Judge Wilkinson Writes Extremely Important Dissent from Denial of Rehearing En Banc in Virginia Open Primary Case

Howard Bashman called to my attention this opinion by Fourth Circuit judge James Harvie Wilkinson III dissenting from rehearing en banc in Miller v. Cunningham, concerning some aspects of Virginia’s laws governing nomination of candidates in partisan elections. Judge Wilkinson’s opinion is important for three separate reasons, and it could in fact attract the attention of the Supreme Court should a petition for cert be filed.
First, Judge Wilkinson lays out his views on how judges should decide election law cases, including a plea against “judicial minimalism” in the context of election law cases.
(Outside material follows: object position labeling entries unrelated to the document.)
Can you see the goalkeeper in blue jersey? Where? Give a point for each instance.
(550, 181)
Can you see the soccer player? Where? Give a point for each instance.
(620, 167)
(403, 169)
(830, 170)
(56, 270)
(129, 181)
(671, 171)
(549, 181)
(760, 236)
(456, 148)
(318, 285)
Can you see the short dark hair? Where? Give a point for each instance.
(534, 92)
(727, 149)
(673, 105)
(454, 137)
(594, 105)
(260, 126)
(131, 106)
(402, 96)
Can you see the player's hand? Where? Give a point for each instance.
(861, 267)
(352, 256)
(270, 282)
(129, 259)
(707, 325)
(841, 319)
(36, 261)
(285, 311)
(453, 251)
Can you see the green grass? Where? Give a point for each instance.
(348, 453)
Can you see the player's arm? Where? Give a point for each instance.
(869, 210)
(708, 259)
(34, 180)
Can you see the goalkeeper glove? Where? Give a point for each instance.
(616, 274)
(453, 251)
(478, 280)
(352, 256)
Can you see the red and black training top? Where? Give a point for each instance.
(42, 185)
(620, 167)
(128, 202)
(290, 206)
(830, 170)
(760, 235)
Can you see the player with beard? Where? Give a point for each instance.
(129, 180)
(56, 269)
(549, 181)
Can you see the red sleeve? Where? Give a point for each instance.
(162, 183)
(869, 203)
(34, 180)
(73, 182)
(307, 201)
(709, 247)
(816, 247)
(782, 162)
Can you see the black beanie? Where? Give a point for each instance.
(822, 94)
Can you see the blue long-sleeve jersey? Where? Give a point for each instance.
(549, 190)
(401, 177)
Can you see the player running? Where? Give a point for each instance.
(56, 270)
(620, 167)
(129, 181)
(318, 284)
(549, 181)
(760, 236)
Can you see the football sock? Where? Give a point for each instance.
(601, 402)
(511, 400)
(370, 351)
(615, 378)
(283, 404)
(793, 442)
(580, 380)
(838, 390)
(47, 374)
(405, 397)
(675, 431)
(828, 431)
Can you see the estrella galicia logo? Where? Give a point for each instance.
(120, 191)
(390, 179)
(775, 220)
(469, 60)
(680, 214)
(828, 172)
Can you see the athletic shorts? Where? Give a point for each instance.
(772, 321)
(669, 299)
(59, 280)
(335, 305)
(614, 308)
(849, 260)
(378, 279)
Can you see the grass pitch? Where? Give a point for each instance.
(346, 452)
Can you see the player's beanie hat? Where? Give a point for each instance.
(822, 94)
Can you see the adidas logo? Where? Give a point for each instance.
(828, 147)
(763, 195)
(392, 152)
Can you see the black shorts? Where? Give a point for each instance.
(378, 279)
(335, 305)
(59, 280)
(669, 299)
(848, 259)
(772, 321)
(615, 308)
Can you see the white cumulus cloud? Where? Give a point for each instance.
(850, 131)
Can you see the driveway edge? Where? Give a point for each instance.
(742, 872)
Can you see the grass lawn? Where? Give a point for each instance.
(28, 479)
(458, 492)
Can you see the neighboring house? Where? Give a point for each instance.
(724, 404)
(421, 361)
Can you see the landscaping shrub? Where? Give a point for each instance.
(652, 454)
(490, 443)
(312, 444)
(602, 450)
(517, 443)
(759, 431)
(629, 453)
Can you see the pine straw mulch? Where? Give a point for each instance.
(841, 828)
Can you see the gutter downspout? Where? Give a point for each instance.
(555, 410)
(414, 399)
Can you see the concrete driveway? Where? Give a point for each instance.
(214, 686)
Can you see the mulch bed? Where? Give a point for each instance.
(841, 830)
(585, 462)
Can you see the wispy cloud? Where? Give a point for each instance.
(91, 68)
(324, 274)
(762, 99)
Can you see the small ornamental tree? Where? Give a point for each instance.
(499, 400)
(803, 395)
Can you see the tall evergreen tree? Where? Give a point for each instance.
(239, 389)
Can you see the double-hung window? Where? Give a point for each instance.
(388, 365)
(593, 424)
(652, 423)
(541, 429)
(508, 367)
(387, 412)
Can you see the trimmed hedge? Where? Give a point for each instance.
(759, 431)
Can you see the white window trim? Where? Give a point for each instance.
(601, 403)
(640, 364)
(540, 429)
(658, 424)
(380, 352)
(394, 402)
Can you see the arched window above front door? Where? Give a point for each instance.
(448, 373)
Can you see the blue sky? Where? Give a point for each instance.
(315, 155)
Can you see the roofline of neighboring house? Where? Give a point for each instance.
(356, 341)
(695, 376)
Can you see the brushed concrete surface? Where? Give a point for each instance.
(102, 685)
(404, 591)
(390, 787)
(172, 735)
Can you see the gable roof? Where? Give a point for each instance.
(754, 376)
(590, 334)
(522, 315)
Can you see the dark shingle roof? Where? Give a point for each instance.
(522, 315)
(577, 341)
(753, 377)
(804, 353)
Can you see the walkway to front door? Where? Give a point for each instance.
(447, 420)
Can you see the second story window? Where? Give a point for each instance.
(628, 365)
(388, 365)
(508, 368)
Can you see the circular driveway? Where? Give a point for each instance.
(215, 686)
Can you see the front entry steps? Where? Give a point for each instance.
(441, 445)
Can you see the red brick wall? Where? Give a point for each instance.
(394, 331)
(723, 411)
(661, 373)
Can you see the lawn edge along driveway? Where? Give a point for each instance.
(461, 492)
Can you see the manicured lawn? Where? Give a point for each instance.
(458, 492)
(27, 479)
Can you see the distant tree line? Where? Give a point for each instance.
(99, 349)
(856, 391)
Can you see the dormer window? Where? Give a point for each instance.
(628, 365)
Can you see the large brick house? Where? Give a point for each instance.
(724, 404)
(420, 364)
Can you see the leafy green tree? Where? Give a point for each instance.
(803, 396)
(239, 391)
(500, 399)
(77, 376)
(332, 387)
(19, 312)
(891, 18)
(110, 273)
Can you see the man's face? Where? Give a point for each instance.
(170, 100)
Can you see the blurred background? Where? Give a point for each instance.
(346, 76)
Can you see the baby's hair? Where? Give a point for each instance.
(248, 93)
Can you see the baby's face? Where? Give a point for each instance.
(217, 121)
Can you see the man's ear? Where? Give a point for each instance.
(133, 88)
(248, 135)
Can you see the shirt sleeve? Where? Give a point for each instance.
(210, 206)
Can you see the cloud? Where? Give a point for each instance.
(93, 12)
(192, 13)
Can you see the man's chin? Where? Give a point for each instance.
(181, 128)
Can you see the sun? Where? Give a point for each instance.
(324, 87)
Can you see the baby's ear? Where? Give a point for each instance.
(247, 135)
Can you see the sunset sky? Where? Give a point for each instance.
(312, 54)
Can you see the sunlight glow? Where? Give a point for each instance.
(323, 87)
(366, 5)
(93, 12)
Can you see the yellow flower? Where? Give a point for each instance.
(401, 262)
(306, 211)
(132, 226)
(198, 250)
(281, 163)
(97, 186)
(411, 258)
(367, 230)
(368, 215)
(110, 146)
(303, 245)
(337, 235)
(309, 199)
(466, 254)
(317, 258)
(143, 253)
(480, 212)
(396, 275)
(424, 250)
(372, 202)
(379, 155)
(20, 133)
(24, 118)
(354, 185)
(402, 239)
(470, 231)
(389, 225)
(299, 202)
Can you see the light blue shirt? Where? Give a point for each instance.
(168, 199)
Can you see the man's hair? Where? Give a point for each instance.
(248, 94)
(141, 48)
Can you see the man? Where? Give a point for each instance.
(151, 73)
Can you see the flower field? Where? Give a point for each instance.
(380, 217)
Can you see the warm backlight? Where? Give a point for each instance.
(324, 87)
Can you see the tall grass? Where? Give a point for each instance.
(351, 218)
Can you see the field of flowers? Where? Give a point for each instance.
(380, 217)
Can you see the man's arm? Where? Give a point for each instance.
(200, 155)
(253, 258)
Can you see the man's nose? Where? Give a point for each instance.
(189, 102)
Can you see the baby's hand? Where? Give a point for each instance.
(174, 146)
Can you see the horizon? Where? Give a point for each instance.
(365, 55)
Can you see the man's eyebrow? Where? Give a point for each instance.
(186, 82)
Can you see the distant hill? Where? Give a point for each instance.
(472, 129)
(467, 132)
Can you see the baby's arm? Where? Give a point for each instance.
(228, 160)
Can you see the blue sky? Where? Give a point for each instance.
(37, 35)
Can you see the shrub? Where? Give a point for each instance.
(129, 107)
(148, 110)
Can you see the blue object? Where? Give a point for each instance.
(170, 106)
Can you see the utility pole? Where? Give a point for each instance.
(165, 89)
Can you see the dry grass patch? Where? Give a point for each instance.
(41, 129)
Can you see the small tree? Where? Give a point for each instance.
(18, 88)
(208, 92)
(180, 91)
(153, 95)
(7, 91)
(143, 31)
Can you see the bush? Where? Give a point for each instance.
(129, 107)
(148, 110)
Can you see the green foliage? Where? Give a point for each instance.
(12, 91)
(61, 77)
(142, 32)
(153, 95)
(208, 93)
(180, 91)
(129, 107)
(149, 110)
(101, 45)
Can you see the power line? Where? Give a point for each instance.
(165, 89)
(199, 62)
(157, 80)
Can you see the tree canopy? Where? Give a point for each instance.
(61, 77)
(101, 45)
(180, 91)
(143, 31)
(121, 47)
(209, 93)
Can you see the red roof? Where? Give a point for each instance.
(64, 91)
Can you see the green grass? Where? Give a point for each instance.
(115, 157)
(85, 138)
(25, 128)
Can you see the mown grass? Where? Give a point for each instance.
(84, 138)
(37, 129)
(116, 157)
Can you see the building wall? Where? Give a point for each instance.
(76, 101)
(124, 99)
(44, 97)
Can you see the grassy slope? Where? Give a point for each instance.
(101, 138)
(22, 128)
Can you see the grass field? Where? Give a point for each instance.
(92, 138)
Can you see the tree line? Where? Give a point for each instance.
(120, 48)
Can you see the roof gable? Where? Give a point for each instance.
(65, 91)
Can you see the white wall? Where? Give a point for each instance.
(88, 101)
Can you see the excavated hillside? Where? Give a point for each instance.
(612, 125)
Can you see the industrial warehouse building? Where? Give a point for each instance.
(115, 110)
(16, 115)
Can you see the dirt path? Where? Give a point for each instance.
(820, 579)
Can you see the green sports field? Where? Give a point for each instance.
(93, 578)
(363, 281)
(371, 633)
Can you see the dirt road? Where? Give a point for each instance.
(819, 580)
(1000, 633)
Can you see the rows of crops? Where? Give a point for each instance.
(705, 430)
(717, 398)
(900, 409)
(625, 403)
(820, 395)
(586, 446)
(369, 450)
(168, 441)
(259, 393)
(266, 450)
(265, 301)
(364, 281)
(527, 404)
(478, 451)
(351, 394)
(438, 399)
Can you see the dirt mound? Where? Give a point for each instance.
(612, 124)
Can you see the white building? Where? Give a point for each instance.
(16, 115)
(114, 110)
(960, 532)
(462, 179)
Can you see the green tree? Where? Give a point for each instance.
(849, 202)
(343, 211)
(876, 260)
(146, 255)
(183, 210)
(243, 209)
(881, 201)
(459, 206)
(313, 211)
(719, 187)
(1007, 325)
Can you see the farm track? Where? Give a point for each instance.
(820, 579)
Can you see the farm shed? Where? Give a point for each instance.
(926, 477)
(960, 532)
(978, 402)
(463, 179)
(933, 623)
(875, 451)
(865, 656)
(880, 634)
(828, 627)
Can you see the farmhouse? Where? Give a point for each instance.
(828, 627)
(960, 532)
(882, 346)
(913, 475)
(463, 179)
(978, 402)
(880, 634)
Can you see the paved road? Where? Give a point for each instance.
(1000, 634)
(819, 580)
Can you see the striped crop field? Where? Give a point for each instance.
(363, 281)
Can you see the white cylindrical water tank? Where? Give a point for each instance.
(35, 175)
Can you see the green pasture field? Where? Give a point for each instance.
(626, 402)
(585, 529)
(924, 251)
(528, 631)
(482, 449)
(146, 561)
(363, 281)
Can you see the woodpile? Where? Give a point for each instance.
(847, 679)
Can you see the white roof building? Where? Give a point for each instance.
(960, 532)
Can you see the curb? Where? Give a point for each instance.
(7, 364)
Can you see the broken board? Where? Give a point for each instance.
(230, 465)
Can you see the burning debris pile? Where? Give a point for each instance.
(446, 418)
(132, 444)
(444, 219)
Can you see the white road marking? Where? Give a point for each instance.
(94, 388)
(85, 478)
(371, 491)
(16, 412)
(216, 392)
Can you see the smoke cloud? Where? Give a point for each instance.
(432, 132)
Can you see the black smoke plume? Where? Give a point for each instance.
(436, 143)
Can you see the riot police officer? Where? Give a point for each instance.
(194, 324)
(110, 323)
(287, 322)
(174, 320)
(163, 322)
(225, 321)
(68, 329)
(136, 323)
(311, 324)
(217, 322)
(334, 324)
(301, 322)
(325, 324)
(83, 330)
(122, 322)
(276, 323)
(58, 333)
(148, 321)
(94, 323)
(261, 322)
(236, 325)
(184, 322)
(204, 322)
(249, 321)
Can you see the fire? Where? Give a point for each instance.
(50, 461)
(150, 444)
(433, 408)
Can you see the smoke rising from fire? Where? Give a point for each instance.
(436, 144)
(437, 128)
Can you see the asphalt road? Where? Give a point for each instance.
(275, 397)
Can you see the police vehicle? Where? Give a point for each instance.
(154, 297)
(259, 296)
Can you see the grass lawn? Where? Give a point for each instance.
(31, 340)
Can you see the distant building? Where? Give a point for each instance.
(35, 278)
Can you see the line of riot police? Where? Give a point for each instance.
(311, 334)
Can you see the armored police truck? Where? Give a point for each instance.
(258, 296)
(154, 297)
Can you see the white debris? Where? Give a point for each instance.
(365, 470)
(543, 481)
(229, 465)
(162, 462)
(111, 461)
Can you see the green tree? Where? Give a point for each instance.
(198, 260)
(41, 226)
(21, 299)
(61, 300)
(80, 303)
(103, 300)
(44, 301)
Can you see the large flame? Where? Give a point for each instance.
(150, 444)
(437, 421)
Second, drawing upon the work of Ely, Pildes, and others, Judge Wilkinson sets out his views on how courts should deal with election laws that benefit, or appear to benefit, incumbents.
Third, Judge Wilkinson expresses the view that states should be free to require political parties to use open primaries for the selection of party nominees, an issue that has not been ultimately resolved, but has been called into question by cases such as the Supreme Court’s California Democratic Party v. Jones case.
I agree with much, but not all, of what Judge Wilkinson has to say. (My own views on these subjects are set forth in detail here.) But whether you agree or not, this 22-page pdf is well worth reading.